Vidyasankar Sundaresan vsundaresan at HOTMAIL.COM
Tue Mar 21 01:31:07 UTC 2000


Koenraad Elst <koenraad.elst at PANDORA.BE> wrote:

>Sometimes you (and Dr. Wujastyk) even joust with scientists about the
>scientific seriousness and autonomy of indology/philology.  And there you
>do
>have a point.  There is an aspect of the scientific temper and method which
>is little developed in the hard sciences, as opposed to the humanities.
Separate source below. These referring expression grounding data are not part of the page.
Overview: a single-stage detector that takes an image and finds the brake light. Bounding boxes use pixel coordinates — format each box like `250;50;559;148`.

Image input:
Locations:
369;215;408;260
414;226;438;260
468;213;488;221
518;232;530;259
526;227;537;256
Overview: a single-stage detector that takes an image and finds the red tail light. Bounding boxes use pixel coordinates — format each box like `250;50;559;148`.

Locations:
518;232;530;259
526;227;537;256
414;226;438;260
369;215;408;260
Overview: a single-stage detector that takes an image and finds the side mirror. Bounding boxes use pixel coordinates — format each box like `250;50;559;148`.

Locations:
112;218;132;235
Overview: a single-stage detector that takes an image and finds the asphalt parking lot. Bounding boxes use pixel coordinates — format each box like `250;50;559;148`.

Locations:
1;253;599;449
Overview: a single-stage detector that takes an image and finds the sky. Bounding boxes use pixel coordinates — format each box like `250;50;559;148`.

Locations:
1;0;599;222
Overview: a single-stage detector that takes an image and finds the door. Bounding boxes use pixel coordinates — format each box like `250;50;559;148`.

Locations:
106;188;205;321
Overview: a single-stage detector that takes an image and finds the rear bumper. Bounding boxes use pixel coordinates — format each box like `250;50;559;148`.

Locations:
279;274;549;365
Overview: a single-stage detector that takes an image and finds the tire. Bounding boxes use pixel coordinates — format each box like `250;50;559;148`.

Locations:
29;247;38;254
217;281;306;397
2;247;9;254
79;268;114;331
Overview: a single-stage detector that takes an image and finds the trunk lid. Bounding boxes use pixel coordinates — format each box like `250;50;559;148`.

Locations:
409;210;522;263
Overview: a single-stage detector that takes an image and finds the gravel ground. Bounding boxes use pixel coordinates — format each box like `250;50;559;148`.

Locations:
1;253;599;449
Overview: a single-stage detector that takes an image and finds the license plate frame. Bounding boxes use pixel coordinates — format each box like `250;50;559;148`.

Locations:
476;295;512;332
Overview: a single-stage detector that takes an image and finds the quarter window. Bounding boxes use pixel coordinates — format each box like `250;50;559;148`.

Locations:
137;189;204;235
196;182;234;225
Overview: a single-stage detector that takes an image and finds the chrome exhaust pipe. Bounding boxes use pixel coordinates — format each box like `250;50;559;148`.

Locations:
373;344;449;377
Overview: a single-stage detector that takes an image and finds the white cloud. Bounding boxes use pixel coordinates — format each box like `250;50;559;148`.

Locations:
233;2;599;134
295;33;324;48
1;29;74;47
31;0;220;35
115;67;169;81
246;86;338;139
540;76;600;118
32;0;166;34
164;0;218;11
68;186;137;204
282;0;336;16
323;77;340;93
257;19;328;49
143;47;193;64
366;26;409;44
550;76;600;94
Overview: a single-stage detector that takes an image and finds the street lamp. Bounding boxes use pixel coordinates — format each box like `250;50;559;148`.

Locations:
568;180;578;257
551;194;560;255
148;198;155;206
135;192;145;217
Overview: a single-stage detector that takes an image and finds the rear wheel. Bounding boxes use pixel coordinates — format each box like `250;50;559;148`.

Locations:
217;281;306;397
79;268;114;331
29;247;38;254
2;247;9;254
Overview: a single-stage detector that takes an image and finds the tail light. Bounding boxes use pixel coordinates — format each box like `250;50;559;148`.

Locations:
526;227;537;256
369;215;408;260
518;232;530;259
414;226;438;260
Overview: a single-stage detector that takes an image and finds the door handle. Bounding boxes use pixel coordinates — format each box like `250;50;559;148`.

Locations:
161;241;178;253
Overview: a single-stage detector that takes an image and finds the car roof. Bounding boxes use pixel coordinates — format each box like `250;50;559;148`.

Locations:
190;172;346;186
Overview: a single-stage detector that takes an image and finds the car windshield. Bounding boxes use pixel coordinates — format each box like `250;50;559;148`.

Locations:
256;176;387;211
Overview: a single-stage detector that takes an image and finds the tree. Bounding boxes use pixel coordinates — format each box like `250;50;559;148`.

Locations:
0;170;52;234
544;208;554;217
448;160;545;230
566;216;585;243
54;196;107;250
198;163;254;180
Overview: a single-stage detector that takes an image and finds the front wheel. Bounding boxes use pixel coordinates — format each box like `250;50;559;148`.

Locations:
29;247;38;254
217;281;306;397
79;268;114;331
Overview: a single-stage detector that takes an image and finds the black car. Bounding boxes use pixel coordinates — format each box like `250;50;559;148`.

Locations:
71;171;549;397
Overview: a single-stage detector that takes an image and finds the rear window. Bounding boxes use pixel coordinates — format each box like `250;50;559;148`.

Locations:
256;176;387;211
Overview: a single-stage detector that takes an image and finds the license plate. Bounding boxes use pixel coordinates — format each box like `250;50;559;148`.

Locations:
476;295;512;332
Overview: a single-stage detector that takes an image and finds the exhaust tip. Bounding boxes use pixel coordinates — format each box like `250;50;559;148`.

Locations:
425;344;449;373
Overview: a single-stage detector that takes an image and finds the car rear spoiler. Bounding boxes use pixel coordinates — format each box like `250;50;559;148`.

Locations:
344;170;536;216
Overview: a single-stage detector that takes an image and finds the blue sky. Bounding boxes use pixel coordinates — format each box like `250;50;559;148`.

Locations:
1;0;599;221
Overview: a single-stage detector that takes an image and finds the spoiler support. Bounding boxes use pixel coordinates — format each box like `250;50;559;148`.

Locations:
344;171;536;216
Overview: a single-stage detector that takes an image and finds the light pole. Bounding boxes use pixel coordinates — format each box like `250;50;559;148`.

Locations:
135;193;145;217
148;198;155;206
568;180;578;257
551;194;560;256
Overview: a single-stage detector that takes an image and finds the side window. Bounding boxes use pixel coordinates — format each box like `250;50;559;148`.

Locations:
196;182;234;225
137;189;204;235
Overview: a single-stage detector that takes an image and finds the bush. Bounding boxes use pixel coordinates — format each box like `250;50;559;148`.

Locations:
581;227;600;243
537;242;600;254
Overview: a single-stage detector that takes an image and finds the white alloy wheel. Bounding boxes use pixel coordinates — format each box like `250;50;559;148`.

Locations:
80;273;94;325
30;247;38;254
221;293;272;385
Most scientists I have seen go through some sort of a crisis in their lives.
After a prolonged phase of questioning everything, they desperately feel a
need to believe in something. Increasingly, for scientists of Western
origin, various things clubbed together as "Oriental mysticism" come in
handy. It doesn't matter if it is Yoga/Vedanta/Zen/Taoism/Tibetan-Buddhism.
It's all the same thing; only Hare-Krishna-ism stands out as different.
Those more in tune with their own traditions discover the "scientific
validity" of the Bible (Old/New, depending on their parents' religion). With
their specialized backgrounds, scientists are often at a loss when it comes
to religion. For scientists of Indian origin, this need to believe takes
other forms, which have been much discussed on this list recently! People
who study the humanities perhaps learn to be more critical and less willing
to suspend disbelief, when it comes to such things. People like me, who have
a scientific education, and also can appreciate humanistic areas of study
independently, are left feeling amused/irritated at the significant amount
of bile that is generated by simple human folly.